Our childhood experiences can be very significant in the
shaping of our lives. At that time we are most dependent, most vulnerable, and
most needful of love, acceptance and belonging. Our parents and significant
others are our role models, the course of most of our satisfactions. We
identify with these models, good or bad, not so much intellectually as
emotionally. These experiences, positive
and negative, have the cumulative effect of giving to us a script. We normally think of a script as an actor’s
written part which he learns, memorizes, and acts out on stage. It not only involves
his/her words and actions but also his/her attitude or frame of mind, indeed his/her
character. It becomes his/her part, his role.
All of us have scripts given to us which become our parts,
our roles. I emphasize again that these scripts are more emotional, more subtly
absorbed than they are intellectually or consciously chosen.

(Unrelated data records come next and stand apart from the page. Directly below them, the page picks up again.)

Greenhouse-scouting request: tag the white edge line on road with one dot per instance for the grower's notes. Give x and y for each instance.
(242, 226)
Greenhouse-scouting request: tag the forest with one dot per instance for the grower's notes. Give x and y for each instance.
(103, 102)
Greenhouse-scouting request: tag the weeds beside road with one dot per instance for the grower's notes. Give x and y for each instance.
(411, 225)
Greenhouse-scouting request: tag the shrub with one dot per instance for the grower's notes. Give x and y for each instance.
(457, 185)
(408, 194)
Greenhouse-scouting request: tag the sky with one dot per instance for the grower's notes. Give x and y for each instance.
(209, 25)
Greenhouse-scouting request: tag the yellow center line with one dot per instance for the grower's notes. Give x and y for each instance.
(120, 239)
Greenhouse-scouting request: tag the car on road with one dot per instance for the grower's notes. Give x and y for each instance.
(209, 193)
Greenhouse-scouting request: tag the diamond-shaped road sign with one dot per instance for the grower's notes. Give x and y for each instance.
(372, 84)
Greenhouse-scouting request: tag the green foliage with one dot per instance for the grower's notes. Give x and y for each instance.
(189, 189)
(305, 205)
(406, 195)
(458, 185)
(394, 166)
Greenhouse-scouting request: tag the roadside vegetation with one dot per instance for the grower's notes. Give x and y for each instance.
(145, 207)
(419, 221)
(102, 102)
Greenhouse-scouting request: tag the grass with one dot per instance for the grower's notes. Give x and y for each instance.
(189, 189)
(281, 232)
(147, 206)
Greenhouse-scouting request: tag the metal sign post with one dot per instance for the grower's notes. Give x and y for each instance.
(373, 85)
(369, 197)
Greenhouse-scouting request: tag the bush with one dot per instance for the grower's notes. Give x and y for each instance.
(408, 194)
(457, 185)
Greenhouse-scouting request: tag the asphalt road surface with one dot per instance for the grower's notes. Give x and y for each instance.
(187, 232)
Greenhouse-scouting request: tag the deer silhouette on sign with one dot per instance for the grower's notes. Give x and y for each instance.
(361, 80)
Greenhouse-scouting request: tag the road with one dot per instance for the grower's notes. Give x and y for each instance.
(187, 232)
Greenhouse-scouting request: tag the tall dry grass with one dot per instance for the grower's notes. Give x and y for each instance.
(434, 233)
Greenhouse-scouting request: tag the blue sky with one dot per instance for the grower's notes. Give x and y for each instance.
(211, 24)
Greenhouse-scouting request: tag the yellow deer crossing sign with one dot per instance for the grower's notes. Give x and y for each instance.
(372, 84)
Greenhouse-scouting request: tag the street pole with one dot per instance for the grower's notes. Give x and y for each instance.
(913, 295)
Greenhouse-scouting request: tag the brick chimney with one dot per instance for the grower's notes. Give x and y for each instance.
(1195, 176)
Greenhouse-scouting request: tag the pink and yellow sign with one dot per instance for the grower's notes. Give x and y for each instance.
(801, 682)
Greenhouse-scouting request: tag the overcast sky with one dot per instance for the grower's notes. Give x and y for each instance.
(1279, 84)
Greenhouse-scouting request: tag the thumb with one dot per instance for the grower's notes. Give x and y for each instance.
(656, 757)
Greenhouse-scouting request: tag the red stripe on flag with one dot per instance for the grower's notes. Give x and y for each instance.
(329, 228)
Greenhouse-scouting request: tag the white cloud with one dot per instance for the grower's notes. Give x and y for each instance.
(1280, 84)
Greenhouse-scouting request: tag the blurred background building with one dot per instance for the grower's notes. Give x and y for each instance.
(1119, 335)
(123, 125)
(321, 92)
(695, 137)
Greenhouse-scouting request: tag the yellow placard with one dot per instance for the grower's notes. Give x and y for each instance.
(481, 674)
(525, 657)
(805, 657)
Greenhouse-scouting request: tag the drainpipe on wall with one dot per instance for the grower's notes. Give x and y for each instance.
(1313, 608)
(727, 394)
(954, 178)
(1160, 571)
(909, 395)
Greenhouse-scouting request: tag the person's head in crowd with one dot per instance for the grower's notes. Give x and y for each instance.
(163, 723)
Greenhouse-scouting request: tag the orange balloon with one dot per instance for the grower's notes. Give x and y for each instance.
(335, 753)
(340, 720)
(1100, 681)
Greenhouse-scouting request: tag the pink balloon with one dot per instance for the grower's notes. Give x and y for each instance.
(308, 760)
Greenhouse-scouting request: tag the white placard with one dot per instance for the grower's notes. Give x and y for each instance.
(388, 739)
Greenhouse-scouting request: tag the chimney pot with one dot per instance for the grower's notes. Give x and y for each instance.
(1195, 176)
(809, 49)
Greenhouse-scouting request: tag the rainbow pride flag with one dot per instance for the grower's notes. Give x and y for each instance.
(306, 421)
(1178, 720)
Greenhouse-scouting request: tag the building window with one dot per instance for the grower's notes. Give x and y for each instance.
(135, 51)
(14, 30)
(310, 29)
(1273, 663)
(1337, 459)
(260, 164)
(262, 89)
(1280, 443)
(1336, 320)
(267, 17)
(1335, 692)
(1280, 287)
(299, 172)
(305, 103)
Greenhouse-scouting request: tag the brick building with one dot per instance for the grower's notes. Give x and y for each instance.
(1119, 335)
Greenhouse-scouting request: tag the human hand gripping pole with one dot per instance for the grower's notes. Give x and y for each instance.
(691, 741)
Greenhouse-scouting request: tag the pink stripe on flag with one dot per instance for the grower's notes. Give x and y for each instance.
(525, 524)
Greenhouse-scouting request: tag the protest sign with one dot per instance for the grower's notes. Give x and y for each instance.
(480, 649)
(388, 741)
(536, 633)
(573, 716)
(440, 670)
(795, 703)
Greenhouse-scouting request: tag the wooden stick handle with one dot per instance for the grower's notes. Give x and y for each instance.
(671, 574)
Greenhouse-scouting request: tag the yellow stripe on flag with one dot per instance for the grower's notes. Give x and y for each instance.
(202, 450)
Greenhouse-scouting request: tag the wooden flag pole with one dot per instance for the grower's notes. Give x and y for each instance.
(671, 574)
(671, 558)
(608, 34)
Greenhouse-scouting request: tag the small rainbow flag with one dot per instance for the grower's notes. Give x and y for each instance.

They rise out of
our deep vulnerabilities, our deep dependency upon others, and our absolutely screaming
needs for acceptance and love, for belonging, for a sense of importance and worth,
for a feeling that we matter.
All of this does not mean we are necessarily controlled by
these scripts, but it does mean we are powerfully influenced by them. The
difference between being influenced by and being determined by is 180 degrees. Determinism,
whether it be genetic, psychic, or environmental, is false doctrine. In one
sense the underlying assumption and tone of this entire column is
self-determinism, that we can learn to write our own scripts, that we can
re-script ourselves, that we can identify with new models, have new
relationships with true scripts, true models – divine ones. Just consider the
word scripture itself. In the gospel context, is not one possible meaning “true
scripts’?
However in spite of the gospel, scripts written and
developed early in life, pounded in by powerful emotional experiences – even traumatic
ones – become deeply imbedded within our natures; and they may have influence
upon us for the rest of our lives unless equally powerful, even traumatic,
experiences divinely erase them and write new ones in the “fleshy tables of the
heart”. This is why those first 8 years
of life are so critical, so supremely important.